Block Heater Types; Water or Oill Pan
There is no comparison. The water jacket heater is the only one to use. This heats the whole engine block instead of just 4 or 5 qts of oil. Hot oil hitting cold galleries/rails adds up to cold oil and cold block. Cold oil hitting warm block (tremendous mass and heat inertia) adds up to warm block with warming oil through galleries.
The biggest benefit of the water jacket heater is that the moving metal parts, i.e. the crank and cam shaft and valve train, are warm at startup. Most metals are less ductile the colder they get, so the stresses are increased each cycle/rotation when rotating or reciprocating. This increases the stresses in the moving parts during the natural harmonic vibrations of a running engine.

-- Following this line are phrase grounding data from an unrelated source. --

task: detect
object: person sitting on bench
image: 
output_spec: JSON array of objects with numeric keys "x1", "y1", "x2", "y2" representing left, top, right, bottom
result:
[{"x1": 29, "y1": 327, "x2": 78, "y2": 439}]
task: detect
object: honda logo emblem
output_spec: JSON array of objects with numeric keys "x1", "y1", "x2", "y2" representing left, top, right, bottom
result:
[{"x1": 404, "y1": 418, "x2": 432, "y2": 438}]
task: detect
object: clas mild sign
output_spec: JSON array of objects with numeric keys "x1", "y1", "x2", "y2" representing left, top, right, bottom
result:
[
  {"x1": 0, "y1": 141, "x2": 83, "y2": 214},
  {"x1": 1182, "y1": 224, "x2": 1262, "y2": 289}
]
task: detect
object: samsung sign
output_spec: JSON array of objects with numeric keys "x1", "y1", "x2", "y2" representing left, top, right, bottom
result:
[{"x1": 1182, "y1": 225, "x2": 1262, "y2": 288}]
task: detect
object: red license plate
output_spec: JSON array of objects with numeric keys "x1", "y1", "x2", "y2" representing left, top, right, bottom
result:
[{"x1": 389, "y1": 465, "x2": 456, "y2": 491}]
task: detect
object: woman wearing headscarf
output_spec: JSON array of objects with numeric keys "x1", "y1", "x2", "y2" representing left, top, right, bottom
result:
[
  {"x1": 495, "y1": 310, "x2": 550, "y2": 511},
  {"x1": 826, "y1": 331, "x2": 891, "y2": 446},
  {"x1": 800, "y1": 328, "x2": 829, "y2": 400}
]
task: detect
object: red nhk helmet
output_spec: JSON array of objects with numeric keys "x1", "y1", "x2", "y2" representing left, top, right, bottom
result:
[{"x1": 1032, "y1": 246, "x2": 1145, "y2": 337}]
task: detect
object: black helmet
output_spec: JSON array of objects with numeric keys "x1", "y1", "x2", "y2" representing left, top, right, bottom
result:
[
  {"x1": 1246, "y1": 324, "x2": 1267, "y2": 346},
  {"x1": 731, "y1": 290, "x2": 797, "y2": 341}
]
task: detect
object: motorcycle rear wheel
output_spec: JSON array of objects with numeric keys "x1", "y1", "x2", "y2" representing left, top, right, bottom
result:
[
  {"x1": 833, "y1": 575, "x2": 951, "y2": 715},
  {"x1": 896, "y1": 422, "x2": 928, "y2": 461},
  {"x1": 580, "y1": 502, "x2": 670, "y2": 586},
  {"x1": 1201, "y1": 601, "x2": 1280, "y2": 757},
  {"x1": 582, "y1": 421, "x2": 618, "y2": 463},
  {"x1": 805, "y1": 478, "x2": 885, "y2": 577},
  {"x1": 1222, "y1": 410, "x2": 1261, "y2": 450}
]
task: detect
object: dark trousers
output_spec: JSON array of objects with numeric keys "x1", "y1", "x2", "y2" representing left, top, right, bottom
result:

IN A NUTSHELL; Use synthetic oils in the winter. If your area gets extremely cold for prolonged periods, get a water jacket heater. Use a timer. About three hours is a good number, as mentioned by someone, to pre-heat.
The oilpan heaters allow the car to crank easier, which makes you feel good, but do little to eliminate the root downside of cold starts.
PS; I change my oil once a year with semi-synthetic, or synthetic, period. I do it in the spring to eliminate any acids that may have developed from winter shutdown condensation in the oil. I use to be an every 3000 mi. man, but, well, maybe I'm just getting old and lazy, but, I did do alot of research.